Flash Index Of 105.4 Shows Illinois Economy “Relatively Strong”
The Flash Index to the Illinois economy slipped a tenth of a point from December to January. But economist J. Fred Giertz says last month’s reading of 105.4 still shows “relatively strong” economic growth for the state.
January’s reading remains near the Flash Index’s three-year-high of 105.6, reached in February 2016. Any reading above 100 shows economic growth. The Flash Index last fell below 100 from December 2008 to February 2012, but has stayed above 100 since then.
Giertz says the Flash Index does not predict the future. But he says the state’s economy depends on the health of the national and global economy --- which could change in 2019.
“There’s a lot of concern now about whether 2019 is going to be as strong as 2018,” said Giertz. “And right now, it appears it will probably not be. There’s some international issues. Well, the economy is somewhat slower than expected. Things of that sort.”

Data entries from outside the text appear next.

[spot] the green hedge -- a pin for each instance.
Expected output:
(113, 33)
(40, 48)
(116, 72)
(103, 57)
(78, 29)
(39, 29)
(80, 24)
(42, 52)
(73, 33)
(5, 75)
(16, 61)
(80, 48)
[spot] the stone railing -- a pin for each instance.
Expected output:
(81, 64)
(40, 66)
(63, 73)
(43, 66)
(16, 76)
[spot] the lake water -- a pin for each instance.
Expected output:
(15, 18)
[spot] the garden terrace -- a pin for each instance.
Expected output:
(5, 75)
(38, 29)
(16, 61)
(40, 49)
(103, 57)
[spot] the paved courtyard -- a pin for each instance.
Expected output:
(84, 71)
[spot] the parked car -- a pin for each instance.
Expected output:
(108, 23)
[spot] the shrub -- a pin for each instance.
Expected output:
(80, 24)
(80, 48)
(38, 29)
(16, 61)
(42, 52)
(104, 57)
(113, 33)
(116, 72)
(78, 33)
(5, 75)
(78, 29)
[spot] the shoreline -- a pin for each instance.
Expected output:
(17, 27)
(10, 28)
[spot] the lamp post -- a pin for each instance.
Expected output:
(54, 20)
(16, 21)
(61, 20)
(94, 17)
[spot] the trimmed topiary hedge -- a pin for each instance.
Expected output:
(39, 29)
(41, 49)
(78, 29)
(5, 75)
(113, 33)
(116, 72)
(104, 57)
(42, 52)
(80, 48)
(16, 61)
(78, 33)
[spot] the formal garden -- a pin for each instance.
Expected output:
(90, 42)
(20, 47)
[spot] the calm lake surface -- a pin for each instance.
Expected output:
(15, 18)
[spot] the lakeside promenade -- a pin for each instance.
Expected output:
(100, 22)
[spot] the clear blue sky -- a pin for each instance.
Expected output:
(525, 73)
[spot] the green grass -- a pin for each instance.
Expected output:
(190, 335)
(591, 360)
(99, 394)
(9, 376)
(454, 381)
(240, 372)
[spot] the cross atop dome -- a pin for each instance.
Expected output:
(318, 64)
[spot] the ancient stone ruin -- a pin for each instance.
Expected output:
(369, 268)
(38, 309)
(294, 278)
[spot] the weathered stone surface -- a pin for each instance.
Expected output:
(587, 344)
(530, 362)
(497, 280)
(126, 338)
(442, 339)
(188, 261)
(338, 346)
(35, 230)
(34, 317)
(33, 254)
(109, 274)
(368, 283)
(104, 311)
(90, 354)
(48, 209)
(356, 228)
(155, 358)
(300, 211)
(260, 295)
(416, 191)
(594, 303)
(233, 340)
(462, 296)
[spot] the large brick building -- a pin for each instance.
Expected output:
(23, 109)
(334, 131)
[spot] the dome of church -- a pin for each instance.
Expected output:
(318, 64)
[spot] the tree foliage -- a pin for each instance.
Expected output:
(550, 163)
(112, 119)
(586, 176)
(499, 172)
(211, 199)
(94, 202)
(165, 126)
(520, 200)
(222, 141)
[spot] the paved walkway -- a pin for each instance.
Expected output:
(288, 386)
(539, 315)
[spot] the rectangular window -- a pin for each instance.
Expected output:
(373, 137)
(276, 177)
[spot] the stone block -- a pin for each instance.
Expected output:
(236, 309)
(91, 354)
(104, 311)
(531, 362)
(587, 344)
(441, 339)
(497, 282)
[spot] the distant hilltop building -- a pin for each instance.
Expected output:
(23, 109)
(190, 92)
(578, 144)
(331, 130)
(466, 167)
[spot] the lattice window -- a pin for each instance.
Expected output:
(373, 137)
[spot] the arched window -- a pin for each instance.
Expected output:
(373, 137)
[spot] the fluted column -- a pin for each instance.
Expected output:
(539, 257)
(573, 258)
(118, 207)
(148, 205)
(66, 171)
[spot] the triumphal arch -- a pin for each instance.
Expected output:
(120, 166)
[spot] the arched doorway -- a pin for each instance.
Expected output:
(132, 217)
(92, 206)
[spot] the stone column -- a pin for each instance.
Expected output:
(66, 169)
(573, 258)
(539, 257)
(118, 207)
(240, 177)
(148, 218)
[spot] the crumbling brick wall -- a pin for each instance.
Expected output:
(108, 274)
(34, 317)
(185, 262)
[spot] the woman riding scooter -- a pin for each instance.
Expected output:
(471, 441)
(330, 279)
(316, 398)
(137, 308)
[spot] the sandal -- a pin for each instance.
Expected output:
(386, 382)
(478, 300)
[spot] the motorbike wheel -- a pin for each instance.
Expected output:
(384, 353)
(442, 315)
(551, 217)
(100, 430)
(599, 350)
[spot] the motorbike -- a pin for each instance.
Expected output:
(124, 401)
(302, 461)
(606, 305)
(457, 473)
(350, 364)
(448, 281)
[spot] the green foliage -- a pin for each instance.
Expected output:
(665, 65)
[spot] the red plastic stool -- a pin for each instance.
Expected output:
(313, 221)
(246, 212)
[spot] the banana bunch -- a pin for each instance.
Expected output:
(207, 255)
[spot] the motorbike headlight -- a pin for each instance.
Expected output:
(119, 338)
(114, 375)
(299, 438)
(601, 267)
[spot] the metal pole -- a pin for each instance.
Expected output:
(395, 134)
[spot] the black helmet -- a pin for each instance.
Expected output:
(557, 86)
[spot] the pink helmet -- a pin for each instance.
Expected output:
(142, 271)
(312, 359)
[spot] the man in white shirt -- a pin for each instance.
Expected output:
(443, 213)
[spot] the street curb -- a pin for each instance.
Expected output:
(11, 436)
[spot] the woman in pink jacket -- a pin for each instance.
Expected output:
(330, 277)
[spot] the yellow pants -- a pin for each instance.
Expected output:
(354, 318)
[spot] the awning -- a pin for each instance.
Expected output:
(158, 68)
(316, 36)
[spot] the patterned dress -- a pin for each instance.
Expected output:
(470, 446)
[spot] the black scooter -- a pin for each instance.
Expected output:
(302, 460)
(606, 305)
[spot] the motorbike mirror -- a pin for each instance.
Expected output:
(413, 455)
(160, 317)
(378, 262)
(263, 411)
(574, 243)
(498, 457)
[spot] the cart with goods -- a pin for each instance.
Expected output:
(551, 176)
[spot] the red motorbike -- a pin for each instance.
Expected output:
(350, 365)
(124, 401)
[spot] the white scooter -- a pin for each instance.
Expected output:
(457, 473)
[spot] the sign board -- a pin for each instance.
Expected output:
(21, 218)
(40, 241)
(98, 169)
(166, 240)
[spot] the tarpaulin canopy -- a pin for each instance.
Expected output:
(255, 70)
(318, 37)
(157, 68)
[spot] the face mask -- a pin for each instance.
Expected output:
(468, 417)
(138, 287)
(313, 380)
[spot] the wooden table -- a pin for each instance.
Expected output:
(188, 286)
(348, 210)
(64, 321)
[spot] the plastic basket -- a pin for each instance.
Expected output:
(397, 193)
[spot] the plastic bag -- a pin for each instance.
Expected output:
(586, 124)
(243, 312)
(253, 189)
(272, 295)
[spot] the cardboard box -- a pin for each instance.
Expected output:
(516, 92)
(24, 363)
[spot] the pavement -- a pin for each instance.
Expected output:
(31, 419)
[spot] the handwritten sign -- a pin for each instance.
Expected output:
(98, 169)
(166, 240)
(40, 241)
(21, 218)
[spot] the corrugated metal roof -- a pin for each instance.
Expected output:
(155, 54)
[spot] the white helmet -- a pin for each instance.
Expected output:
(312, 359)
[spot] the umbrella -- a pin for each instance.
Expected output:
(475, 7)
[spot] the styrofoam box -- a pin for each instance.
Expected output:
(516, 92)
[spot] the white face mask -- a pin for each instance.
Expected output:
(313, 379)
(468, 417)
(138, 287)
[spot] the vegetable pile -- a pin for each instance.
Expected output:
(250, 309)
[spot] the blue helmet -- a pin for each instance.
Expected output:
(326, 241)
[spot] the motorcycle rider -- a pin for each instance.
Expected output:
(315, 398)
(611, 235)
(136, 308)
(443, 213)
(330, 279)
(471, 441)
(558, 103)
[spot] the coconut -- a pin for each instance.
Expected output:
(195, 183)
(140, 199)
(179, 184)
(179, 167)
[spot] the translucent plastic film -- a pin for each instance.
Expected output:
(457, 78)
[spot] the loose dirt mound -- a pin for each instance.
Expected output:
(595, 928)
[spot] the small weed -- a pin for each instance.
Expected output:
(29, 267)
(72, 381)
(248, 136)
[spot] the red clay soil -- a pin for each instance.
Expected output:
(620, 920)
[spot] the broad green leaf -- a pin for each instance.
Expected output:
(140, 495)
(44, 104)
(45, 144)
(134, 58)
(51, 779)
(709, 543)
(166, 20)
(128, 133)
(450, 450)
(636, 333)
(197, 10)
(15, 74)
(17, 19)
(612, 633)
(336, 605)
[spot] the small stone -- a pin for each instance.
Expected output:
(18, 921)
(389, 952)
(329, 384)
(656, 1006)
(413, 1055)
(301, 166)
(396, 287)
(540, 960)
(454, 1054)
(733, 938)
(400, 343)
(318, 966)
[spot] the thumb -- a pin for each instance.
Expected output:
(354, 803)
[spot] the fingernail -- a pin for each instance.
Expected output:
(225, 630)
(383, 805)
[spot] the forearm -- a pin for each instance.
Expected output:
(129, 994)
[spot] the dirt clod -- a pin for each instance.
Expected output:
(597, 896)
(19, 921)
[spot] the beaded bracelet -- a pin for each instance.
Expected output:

Giertz compiles the Flash Index for the University of Illinois’ Institute of Government and Public Affairs. The Index is based on a weighted average of growth rates, as reflected in state tax receipts. Giertz says sales tax receipts were up slightly in January, compared to a year ago. Corporate and individual tax receipts were down.
Giertz says it’s likely that the individual tax receipts were affected by lower estimated tax payments compared to last year, because of a reduction in capital gains last year, caused by a weak stock market.